Merry Christmas and a Happy New Year!

Well, not quite yet (you might remonstrate).

But it’s coming up (you must concede). So I’ve undertaken a seasonal graphic project that doesn’t involve Photoshopping squid. I love Dickens, and “A Christmas Carol” isn’t the only good Christmas story he wrote. I also like all the old, original illustrations for his books and stories. But they tend to be printed on cheap paper, and at small sizes. So I have kindly taken the trouble of scanning them in at high resolution, cleaning them up and generally making them easier to see and appreciate in all their glory.
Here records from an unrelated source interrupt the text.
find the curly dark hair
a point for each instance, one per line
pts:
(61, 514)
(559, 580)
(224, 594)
Really, a lot of these images are full of fun little details.

For tonight, two tales worth. First, “A Christmas Carol”. Second – I love the wild title page and frontispiece for this one – “The Chimes”. A New Year’s tale, technically speaking. “A Goblin Story of Some Bells that Rang an Old Year Out and a New Year In.” Kind of an odd tale, really. (As one of my fellow Valve bloggers noted last year: the moral is a bit nuts. But I still love it.)
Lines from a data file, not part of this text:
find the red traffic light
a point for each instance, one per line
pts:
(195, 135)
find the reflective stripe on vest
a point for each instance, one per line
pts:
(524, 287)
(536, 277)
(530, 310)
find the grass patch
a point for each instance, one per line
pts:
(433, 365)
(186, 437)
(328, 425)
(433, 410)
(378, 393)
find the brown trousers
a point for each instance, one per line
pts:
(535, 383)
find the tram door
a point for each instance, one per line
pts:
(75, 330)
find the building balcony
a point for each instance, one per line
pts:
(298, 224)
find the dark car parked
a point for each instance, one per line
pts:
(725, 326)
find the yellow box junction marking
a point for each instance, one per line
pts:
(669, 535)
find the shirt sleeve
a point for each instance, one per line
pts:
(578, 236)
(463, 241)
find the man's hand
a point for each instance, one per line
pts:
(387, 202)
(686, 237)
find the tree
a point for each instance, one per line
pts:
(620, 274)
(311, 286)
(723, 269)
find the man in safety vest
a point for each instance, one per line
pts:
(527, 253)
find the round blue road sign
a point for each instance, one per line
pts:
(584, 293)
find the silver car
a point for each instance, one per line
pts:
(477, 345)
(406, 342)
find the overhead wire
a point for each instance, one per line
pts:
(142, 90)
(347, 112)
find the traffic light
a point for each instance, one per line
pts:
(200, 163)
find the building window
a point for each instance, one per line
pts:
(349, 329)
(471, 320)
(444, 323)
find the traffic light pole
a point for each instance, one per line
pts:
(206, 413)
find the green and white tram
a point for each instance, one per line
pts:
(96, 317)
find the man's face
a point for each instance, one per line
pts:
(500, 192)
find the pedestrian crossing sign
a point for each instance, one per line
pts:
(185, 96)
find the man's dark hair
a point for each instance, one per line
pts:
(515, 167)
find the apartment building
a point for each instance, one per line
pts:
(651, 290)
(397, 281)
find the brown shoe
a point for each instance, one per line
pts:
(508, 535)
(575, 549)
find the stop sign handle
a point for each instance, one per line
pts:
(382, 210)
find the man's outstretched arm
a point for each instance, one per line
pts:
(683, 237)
Obviously not just these old images but the stories themselves are very much in the public domain, hence available from lots of sources as well as your local, friendly neighborhood bookstore or library. Discuss!

{ 10 comments }

1

gyges 12.19.09 at 8:27 pm

I quite enjoy the Drug War Carol

2

Steven desJardins 12.19.09 at 11:07 pm

Project Gutenberg has an edition of A Christmas Carol with the Leech illustrations, but not The Chimes. It would be a good deed if you added the illustrations to their HTML edition and sent it to them.
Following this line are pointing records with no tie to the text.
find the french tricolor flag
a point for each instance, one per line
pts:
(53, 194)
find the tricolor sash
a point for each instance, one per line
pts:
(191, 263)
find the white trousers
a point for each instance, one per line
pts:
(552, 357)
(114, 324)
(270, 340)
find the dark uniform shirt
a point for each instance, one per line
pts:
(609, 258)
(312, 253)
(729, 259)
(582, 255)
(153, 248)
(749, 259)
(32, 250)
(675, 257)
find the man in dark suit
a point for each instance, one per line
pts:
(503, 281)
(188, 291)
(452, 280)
http://www.gutenberg.org/wiki/Gutenberg:Public_Domain_eBook_Submission_How-To

3

John Holbo 12.20.09 at 1:05 am

Thanks, Steven, yes I’ll do that.

Someone else emailed to note that the Flickr sets asserted copyright. That was just me forgetting to set the settings. But, on examination, there isn’t a Flickr setting for public domain. So I reset the images at the most generous level of CC license. (There isn’t a no-license option, so that was the most generous I could go for. Curious that there isn’t a public domain setting.)

4

KCinDC 12.20.09 at 2:16 am

Lots of discussions of public domain on Flickr here and here, though I haven’t found an official statement yet.

5

jazzbumpa 12.20.09 at 3:34 am

You have photoshopped squid pix?

Please, post a link to that.

Cheers!
JzB the squid-hugging trombonist

6

rm 12.20.09 at 4:53 pm

So . . . that Jim Carrey film was more faithful to the original than I thought.

7

John Holbo 12.21.09 at 12:49 am

8

MR Bill 12.21.09 at 1:12 am

Here’s a link to plates for The Haunted Man and the Ghost’s Bargain.
http://www.victorianweb.org/art/illustration/haunted/pva75.html

I’ve always thought this one of Dicken’s stranger tales, oddly overwrought, with the contrast of the terribly good Tetterbys and the gothic Redlaw undercutting the story in a silly way.. I’ve tried to imagine it as some sort of anti drug tract, ( maybe all a drugged vision of the chemist Redlaw, wrestling himself in the form of the Phantom of his darker hours), with a nod at social consciousness (is the message Redlaw without an emotional memory is degraded to the level of the ‘creature’ from the streets?). And the breaking of the Gift spread to the the family by….Millie showing up? And the influence of music?
I understand the idea expressed by “I have lost my memory of sorrow, wrong, and trouble,” said the Chemist, “and with that I have lost all man would remember!” at the heart of the story, it’s just the mechanics are confusing and often unclear.
I guess I’m trying to visualize this becoming a beloved Christmas Classic and failing. Maybe an anime version is the thing.
It might be a good message in a time when a large percentage of the population is on antidepressants..

9

jazzbumpa 12.21.09 at 3:42 pm

John –
Squidulicious! Thanks, and happy tentacular holidays.

Cheers!
JzB

10

Salient 12.21.09 at 6:14 pm

Curious that there isn’t a public domain setting.

I guess KC already covered this, but it’s technically acting orthogonal to Flickr Community Guidelines, to upload scans of stuff that other people originally created. Even very old PD stuff. “Flickr accounts are intended for personal use, for our members to share photos and video that they themselves have created.” Blah blah blah. Note, the CG and ToS very carefully avoid explicitly prohibiting this content — that users might post content created by others is just an possibility that the Flickr folks seem to wish to very conscientiously pretend doesn’t exist, or at least hasn’t ever occurred to them. :-)

Oh, and happy holidays, everybody. (If I keep to generic well-wishes like that, I can avoid mass remonstration, right?)